Abenteuer Jeep

FORT DE LA TURRA

2. Oktober 2013

Der Morgen findet das Tal von Susa in dichte Wolken gehüllt. Auf italienischer Seite sieht man die Hand vor Augen nicht, so dermaßen dichter Nebel hat sich hier fest gesetzt. Wir beschließen einen Abstecher hinüber nach Frankreich zu machen, um die kurze, aber schwierige Strecke hinauf zum Fort de la Turra in Angriff zu nehmen.

Bis hinauf zum Col de Montcenisio begleitet uns dieser dichte Nebel, der nur wenige Meter neben der Straße liegende Lac du Mont Cenis bleibt unseren Augen enttäuschender Weise komplett verborgen. Endlich erreichen wir den Pass, direkt dahinter ändert sich das Wetter, die französischen Alpenkette liegt in strahlendem Sonnenschein vor uns.

Wir rollen die Serpentinen bis hinunter nach Lanslebourg-Mont-Cenis, wo wir tanken, ist doch der Sprit in Frankreich etwas billiger als auf italienischer Seite. Wir wählen einen geschotterten Forstweg, der parallel zur Straße vom Ort aus durch den Fichten- und Lärchenwald nach oben führt und der nicht in unseren Offroad-Führern verzeichnet ist.

Die Spurrinnen im weichen Waldboden sind zum Teil tief eingeschnitten, aber die Strecke ist mit unserem höhergelegten Fahrwerk komfortabel zu befahren. Selbstverständlich immer mit Untersetzungsgetriebe und Allrad.

Unterwegs halten wir an, um die letzten Himbeeren und Heidelbeeren des Jahres zu naschen und die Sonne zu genießen. Bis hierher ist die Strecke ein gemütlicher Sonntagsausflug.

Das ändert sich drastisch, als wir die Baumgrenze erreichen und auf die eigentliche Route hinauf zum Fort de la Turra stoßen.

Der Belag wird extrem rau, vereinzelt liegen große Felsbrocken auf der Strecke, die Fahrbahn ist eng, der Wagen gerät stellenweise in beunruhigende Schräglagen. Wir fahren längere Zeit am Steilhang entlang. Der Wagen hat hier zum Teil eine beunruhigend starke Seitenneigung und das ausgerechnet in Fallrichtung zum Abhang, eine Randbegrenzung gibt es weit und breit nicht.

Je höher wir uns schrauben, desto beängstigender wird der Blick in das felsige Tal, auf dessen Grund ein Wasserlauf rauscht.

Immer wieder verstärken große Steinplatten die sowieso schon extreme Seitenlage. Zu allem Überfluss ist an der Untergrund an einigen Stellen der feuchte und teilweise glitschig.

Dafür genießen wir einen atemberaubenden Blick auf das Fort, dessen Mauern einen 2500 m höhen Gipfel krönen. Direkt unterhalb des Forts halten wir an und genießen unser Picknick, eine grandiose Wolkenkulisse liegt unter uns.

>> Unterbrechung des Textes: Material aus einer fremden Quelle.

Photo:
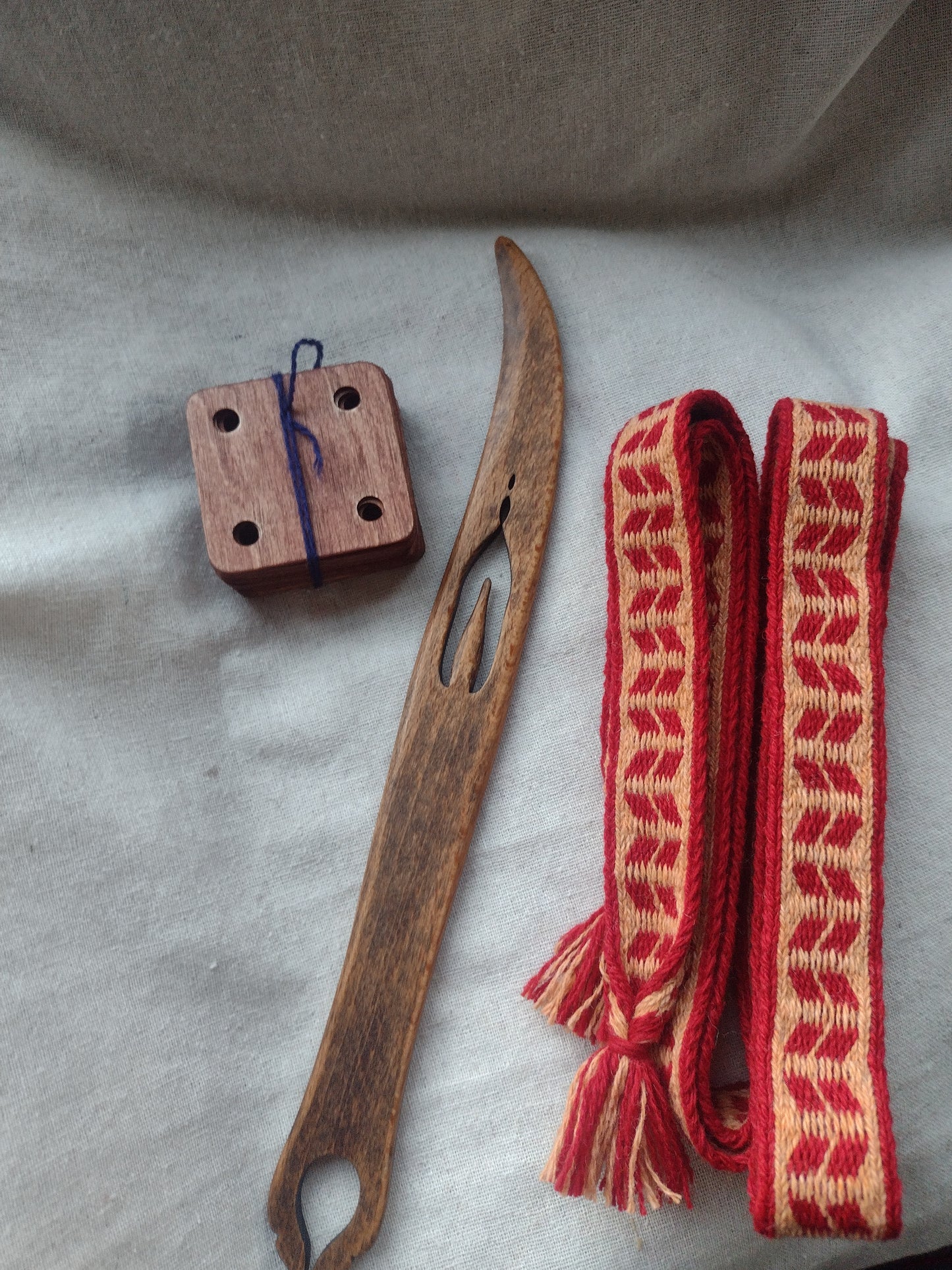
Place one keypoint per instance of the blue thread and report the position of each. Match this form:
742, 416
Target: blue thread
293, 430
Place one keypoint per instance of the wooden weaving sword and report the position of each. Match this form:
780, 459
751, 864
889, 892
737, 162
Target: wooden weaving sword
442, 759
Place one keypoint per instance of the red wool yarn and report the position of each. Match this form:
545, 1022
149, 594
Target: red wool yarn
702, 657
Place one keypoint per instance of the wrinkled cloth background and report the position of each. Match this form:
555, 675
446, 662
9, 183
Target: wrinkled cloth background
742, 196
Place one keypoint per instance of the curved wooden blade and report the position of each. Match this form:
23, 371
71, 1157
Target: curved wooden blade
442, 759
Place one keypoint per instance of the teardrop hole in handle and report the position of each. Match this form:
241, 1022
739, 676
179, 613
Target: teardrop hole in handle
327, 1203
493, 563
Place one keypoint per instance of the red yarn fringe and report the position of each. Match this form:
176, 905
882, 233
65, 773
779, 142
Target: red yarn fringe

Die letzten Meter legen wir zu Fuß zurück, da unser Führer vor der Auffahrt warnt. Allerdings ist die Piste seit dem Bericht deutlich verbessert worden, die Fahrbahn ist zwar eng, aber gut in Schuss und stellt kein Problem dar. Wir betreten über eine frisch renovierte Holzbohlen-Brücke das Fort und werfen einen Blick in die verfallenen Häuser, über die bröckelnde Festungsmauer und umrunden den Gipfel.

Die Rückseite der Festung gewährt einen Blick hinunter auf die Passtraße - genauer gesagt auf einen Wolkenstrom. Er ergießt sich über den Pass und fließt den Hang abwärts auf die Ortschaft Lanslebourg-Mont-Cenis zu. Erst kurz vor dem Dorf löst sich der mächtige Wolkenfluss in der trockeneren Luft auf und gibt den Blick auf die Straße wieder frei.

Die tiefstehende Sonne mahnt uns zum Aufbruch, wir tasten uns vorsichtig abwärts über die Serpentinen.

Für die Rückfahrt wählen wir den im Führer vorgeschlagenen Weg, der uns direkt hinüber zur Passstraße führt. Wir überqueren eine Holzbrücke, öffnen ein Viehgatter und genießen eine beschauliche Abfahrt durch den herbstlichen Mischwald.

Hinter einem zweiten Gatter treffen wir auf die ersten Häuser, wir tauchen ein in den Nebelstrom. Schlagartig wird es kalt, windig und feucht. Wir sind froh über die Heizung des Jeeps, und stürzen uns in den dichten Nebel, der uns fast die gesamte Heimfahrt begleitet.

Fazit: Offroadspass hoch, Landschaft sehr schön!